Livestock Informatics Toolkit: A Case Study in Visually Characterizing Complex Behavioral Patterns across Multiple Sensor Platforms, Using Novel Unsupervised Machine Learning and Information Theoretic Approaches

Sensors 2022, 22(1), 1; https://doi.org/10.3390/s22010001
by Catherine McVey 1,*, Fushing Hsieh 2, Diego Manriquez 3, Pablo Pinedo 3 and Kristina Horback 1
Reviewer 1: Anonymous
Reviewer 2: Anonymous
Reviewer 3: Anonymous
Reviewer 4: Anonymous
Sensors 2022, 22(1), 1; https://doi.org/10.3390/s22010001
Submission received: 30 October 2021 / Revised: 11 December 2021 / Accepted: 17 December 2021 / Published: 21 December 2021

Round 1

Reviewer 1 Report

The topic of the paper is interesting. It raises many aspects of the new use of sensor data in dairy cows, but in my opinion the content is presented in a way that is too long. What I find missing from the paper is how the results of analyzing data streams can improve the work of the breeder. What new useful and practical information to provide? This has been too poorly articulated.
I think that the structure of the article should be more clearly and better elaborated.
Introduction needs a better flow to the topic and a better indication of the utilitarian aspect of the research. The methodology needs improvement in description and shortening or moved some parts to an appendix. Some content of the article should be moved between chapters to achieve scientific clarity. Separate also the results from the discussion. As it stands, the discussion with the results of other authors is inadequate or it is missing.
More comments in attached file

Comments for author File: Comments.pdf

Author Response

Please see the attachment.

Author Response File: Author Response.pdf

Reviewer 2 Report

Overview

This paper deals with the complex and pertinent issue of combining different data streams from multiple sensing devices and data creating processes. It utilises a large dataset from a large herd of dairy cows over many days. The paper takes the reader through different stages and options to analyse the data and to particularly group cows, and their data classes,  into different data groupings.  
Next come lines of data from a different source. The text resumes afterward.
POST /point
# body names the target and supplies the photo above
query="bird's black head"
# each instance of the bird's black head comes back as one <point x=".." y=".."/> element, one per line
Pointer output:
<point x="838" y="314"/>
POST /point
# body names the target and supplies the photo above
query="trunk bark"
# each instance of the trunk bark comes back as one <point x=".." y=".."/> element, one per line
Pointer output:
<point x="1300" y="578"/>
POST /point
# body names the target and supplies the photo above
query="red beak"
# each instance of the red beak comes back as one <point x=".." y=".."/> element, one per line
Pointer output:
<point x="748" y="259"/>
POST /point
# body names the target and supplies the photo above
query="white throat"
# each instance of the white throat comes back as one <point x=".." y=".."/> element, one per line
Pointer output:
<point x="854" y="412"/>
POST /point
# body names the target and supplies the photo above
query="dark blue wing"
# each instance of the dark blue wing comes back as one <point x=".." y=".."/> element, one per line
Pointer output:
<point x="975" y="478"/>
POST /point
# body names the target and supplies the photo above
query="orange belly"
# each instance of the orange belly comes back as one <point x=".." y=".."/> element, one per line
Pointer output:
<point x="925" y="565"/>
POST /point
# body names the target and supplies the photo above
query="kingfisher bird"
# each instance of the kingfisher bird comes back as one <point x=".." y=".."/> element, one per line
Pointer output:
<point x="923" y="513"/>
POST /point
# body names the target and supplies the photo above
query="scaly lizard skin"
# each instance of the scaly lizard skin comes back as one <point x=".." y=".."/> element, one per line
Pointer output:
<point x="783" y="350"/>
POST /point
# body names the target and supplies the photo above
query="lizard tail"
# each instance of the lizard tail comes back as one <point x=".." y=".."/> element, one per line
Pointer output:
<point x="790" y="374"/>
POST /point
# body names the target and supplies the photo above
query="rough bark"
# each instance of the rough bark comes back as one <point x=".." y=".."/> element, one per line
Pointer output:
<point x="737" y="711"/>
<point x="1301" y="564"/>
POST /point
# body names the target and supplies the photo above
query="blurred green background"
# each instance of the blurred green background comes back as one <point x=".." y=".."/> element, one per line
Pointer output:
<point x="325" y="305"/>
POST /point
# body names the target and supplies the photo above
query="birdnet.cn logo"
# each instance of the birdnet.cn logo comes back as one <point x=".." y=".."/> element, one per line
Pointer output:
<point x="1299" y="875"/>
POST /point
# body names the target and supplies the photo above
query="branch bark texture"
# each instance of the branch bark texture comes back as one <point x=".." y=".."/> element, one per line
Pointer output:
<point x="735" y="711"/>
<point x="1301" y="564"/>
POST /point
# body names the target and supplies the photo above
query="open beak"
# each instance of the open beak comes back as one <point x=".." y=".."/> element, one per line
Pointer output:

I found it a challenging read. I accept the core scienceargument, and broadly accept the statistical arguments, but I frequently found it difficult to follow the detail of the arguments . Some novel statistical terms and methods made it hard to follow. Of the four groupings of potential readers – the animal science driven precision livestock scientists – the dairy cow animal scientists – bio-statisticians – and the technology developers (including the software/analytics), I think all groups would be challenged (in different ways) by the descriptions in the text, and find it difficult to fully follow the complex graphics, the within-figure labels, and their legends/captions.

My recommendation is to accept the paper with minor changes, but actually ask for a full review of the text and figures. There are a number of typos, some grammatical issues and I reflect that there are needs to better explain sections, and I believe therefore many more not identified.  I think it would be valuable to go through the paper and where possible simplify text,  and add short elements of explanation or relevance to try and bring those who are not specialist bio-mathematicians in this arena into greater understanding.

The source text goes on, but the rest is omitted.